What can we say about people who lived 50,000 years ago? Much more than just years ago, thanks to the growing body of knowledge from the collection and modern-day testing of DNA (or deoxyribonucleic acid, the encoded genetic instructions found in all known living organisms).

Strong inbreeding characterizes Neanderthal woman

In recent research on DNA from the toe bone of a Neanderthal woman (found in Siberia in a cave in the Altai Mountains) by a team sequencing the genome from the DNA, it was discovered that there was extreme inbreeding. In this particular case, led by a Population Geneticist from the University of California, Dr. Montgomery Slatkin, the woman’s parents were likely half-siblings who shared the same mother. If that wasn’t the case, they could have been uncle and niece or aunt and nephew…or possibly even grandparent and grandchild, according to the Daily Mail newspaper. They may have also been double first cousins, suggests The Independent.

The results of the study appear in the journal Nature and, in some regards, were not all that surprising to scientists. For example, Neanderthal population groups were likely very small, and they inbred with related groups, such as Denisovans (a sister group from Siberia), as well as early humans. They lived alongside modern man’s earliest ancestors, who roamed the lands of Europe and Asia.

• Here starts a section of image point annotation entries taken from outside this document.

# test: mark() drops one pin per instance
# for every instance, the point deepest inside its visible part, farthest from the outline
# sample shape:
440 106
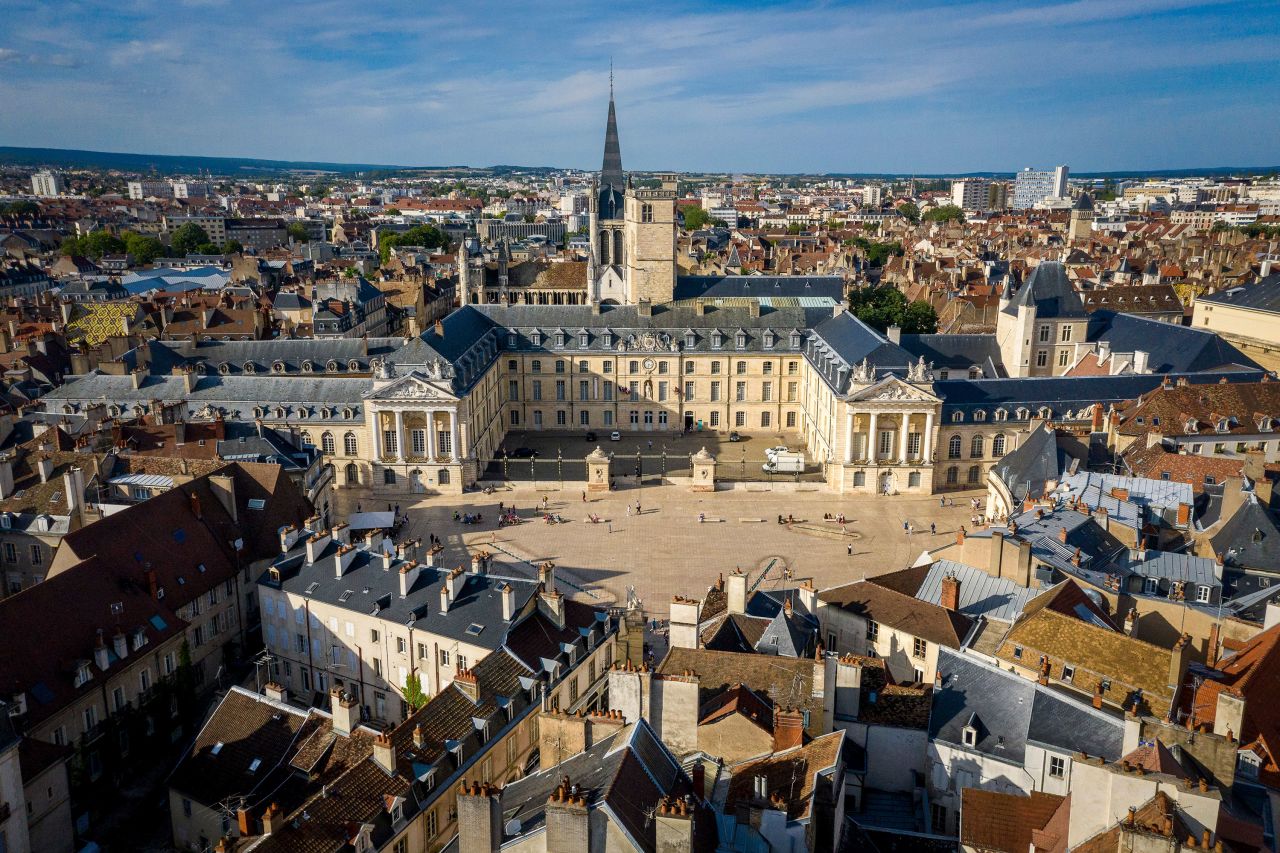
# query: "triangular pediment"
414 386
891 388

However, the level of interbreeding found in this Neanderthal woman was extreme. According to a leading expert in human origins with the London Natural History Museum, despite the wandering nature of the Neanderthals, the genomic diversity of the woman studied “was less than that found in a small population of hunter-gatherers living in the Amazonian rainforest today,” an exclusive group by anyone’s standard.

Comparing Neanderthals with modern man

The Neanderthal population had some things in common with early humans (the use of tools and weapons, for example), but their social structure was weak, which may account for their demise more than 30,000 years ago. If all this seems very remote to modern life and the humans who inhabit the planet today, think again. It’s a small world, as they say.

Most humans alive today still carry some ancient Neanderthal genes. According to the Daily Mail:

“between 1.5 percent and 2.1 percent of the genomes of modern non-African people can be traced to Neanderthals.”

This was a point of some contention among scientists for some years (who disagreed about the link to modern day humans), but this study shows decisively that Neanderthals and modern humans interbred.

At the same time, the study also found “at least 87 specific genes” in modern humans did not exist in Neanderthals. Just why is this important? In part, because it may someday help explain why Neanderthals died out while our modern ancestors survived.

According to Dr. Svante Paabo from the Max Planck Institute for Evolutionary Anthropology, within these genes that separate us from Neanderthals “may hide some of the things that made the enormous expansion of human populations and human culture and technology in the last 10,000 years possible.”